We went to the pharmacy to get some effective head lice treatment for our child. We had asked our doctor for a prescription for Natroba which is fairly inexpensive, but our doctor talked us up to Sklice because “[her] patients have had great success with it,” and “there’s a drug coupon” to bring down the high cost.
I printed out the coupon, which was quite a bit of drama for what I thought might be a few bucks off. The coupon said “May Pay No More than $30 on Sklice Lotion.”
When I went to pick it up, the pharmacist told us it was $149.70. I said, “oh, you need to use the coupon.” The pharmacist he did use the coupon. The retail price was $753.44.

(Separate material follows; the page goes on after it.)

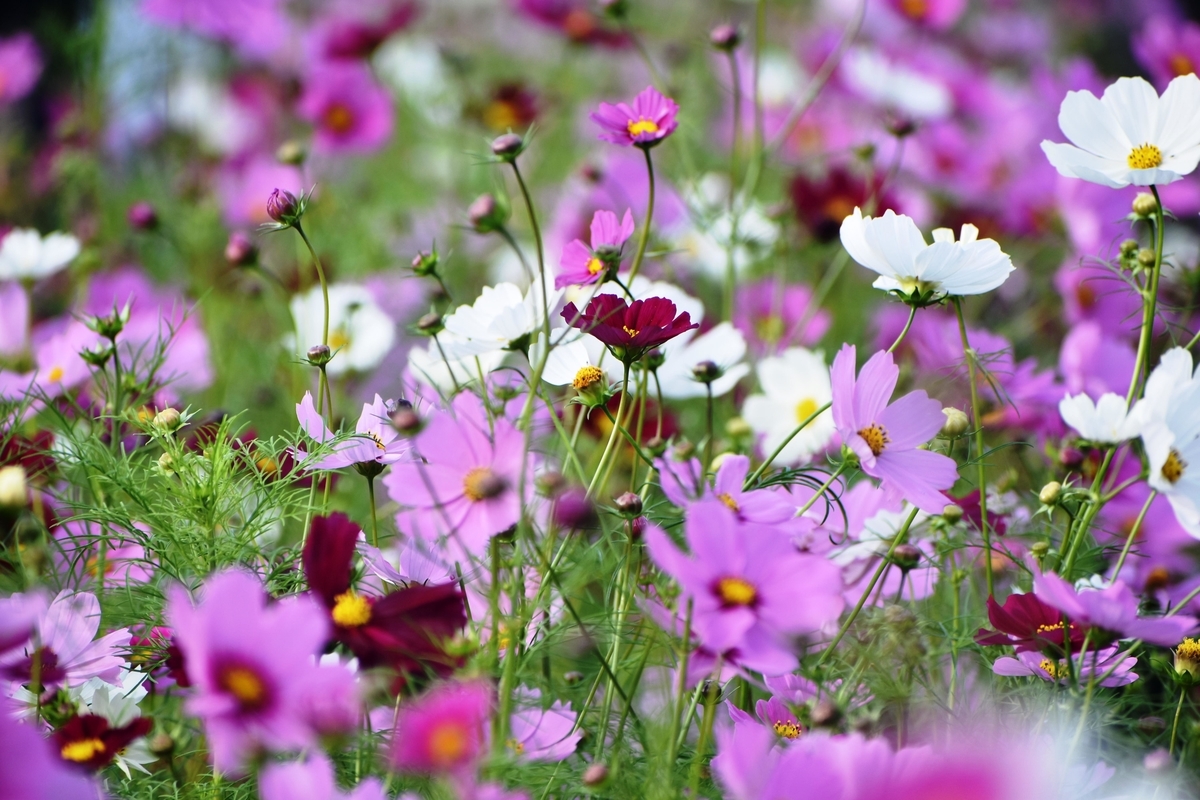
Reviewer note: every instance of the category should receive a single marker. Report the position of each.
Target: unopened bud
(13, 491)
(1145, 204)
(955, 423)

Our insurance paid $407.99, McKesson’s coupon maxed out at $195.75, and the remaining out-of-pocket was $149.70.
See what McKesson is doing here? They give the drug a ridiculously high price and hand out coupons so the insurance company winds up paying more than half the cost. After eating the cost of the coupon, they get $557.69 out of this, which is way more than they would get if they weren’t swindling the insurance companies.
I called our doctor back and she said, “That’s outrageous. The rep said people shouldn’t have to pay more than $30!”
See what McKesson did there? They sent a rep to my doctor and told her how great this medication was, possibly gave her stuff, and that’s how I wound up with Sklice instead of Natroba.
How are discount drug coupons shameful?
Just to get it out there, Sklice isn’t *that* much more effective than Natroba. It’s 94% vs. 86% in trials, with a small sample size and a lot of asterisks. (Compare to 40% for non-prescription products like Rid and Nix.)
First, what they did with my doctor means that I can’t trust her with any prescriptions again. That’s sad.
Second, for the general public, it’s terrible. McKesson made almost $600 from a tube of this stuff, which I “invisibly” paid for through my expensive insurance. The system is rigged to hide the true costs of the product, which makes insurance more expensive for everybody.
Who else is doing it?
McKesson is not alone. Pfizer is famous for using this tactic to bypass the generics. https://www.nytimes.com/2017/09/25/upshot/when-a-drug-coupon-helps-you-but-hurts-fellow-citizens.html
It’s a practice so slimy that it’s now illegal in New Jersey and California.
I wonder what will happen to the price without coupons?